Administrative Procedure Act Procedural Challenges to the Validity of Treasury and IRS Tax Guidance

Section 553 of the Administrative Procedure Act (APA) generally requires federal agencies to follow notice-and- comment rulemaking procedures before issuing, amending, or repealing legislative rules (i.e., rules that carry the force of law). The APA does not require federal agencies to apply these same procedures to interpretive rules. The IRS contends, in Internal Revenue Manual 32.1.1.2.6, that most Treasury regulations are interpretive rules.

Contemporary case law suggests that some of the tax guidance that the IRS designates as interpretive rules are, in fact, legislative rules subject to APA notice-and-comment rulemaking procedures. In Chamber of Commerce of United States v. Internal Revenue Service, No. 1:16-CV-944-LY 2017 WL 4682050 (W.D. Tex. Oct. 6, 2017), a district court determined that a temporary Treasury regulation that adjusted the computation for determining whether a corporation should be treated as a surrogate foreign corporation was a substantive rule, not an interpretive rule. The court explained that the adjustments were “not mere interpretations of the statute, but substantive modifications to the application of the statute.” The court relied on the Supreme Court’s decision in Chrysler Corporation v. Brown, 441 U.S. 281 (1979), which describes legislative rules as substantive rules that “affect[] individual rights and obligations.”

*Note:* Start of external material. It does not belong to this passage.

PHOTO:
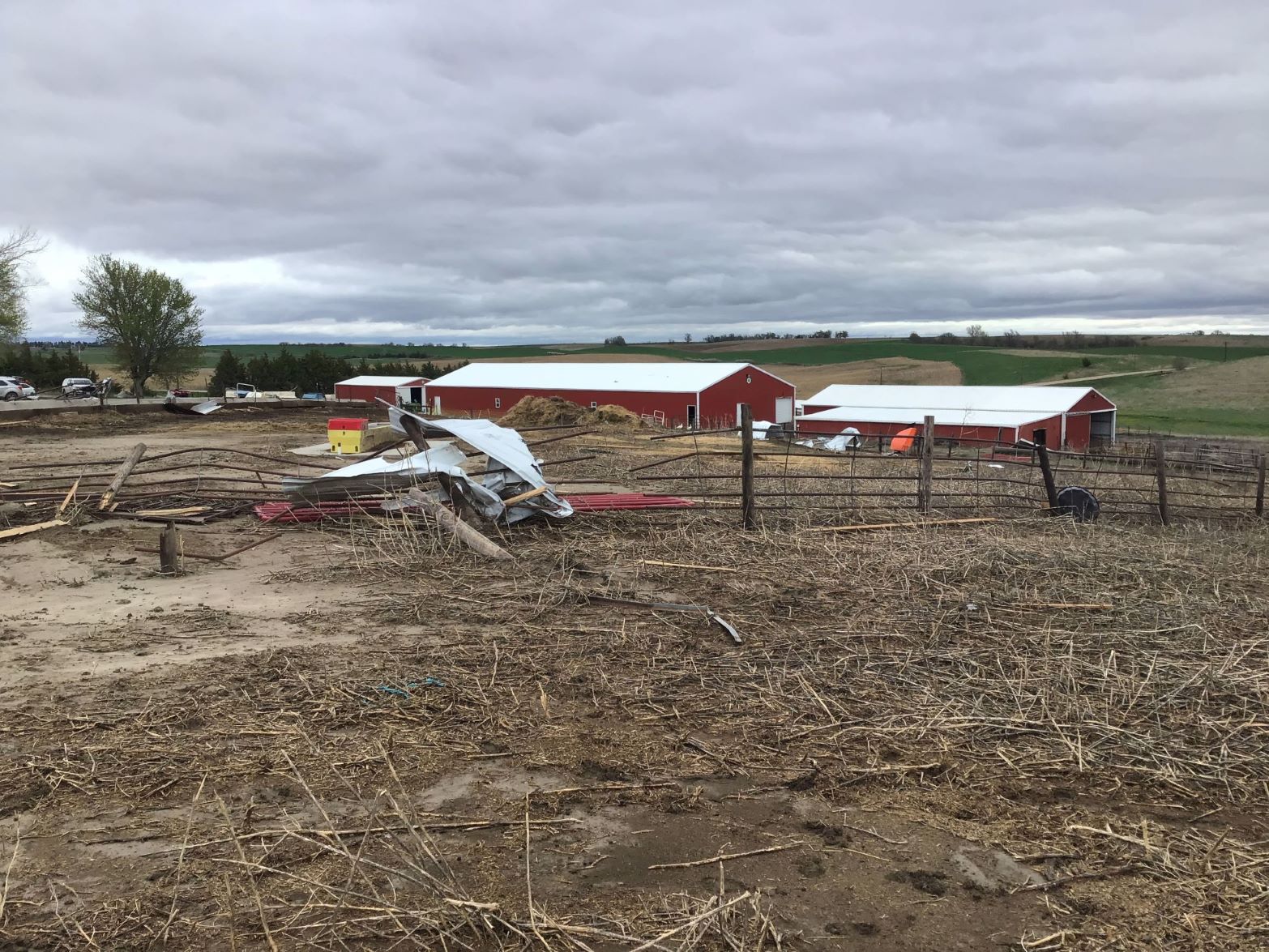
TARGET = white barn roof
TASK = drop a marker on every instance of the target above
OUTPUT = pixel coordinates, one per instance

Courts have also relied on the absence of APA notice-and- comment procedures to invalidate sub-regulatory tax guidance. The Sixth Circuit in Mann Construction, Inc. v. United States, 27 F.4th 1138 (6th Cir. 2022), and the Eleventh Circuit in Green Rock LLC v. IRS, 104 F.4th 220 (11th Cir. 2024), have held that two different IRS notices designating specific types of transactions as listed transactions under IRC Section 6707A(c) were legislative rules subject to the APA’s notice-and-comment rulemaking procedures. The U.S. Courts of Appeals for the Sixth and Eleventh Circuits concluded that the notices were legislative rules because failure to comply with the notices’ reporting requirements came with the risk of statutory penalties and criminal sanctions. In Bullock v. United States, 401 F. Supp. 3d 1144 (D. Mont. 2019), a Montana district court held that a revenue procedure was a legislative rule subject to the APA’s notice-and-comment requirement because it effectively amended a prior legislative rule—a Treasury regulation promulgated after a public notice-and- comment period.

Provisions in the Paperwork Reduction Act, the Regulatory Flexibility Act, and the Congressional Review Act also can render tax guidance invalid.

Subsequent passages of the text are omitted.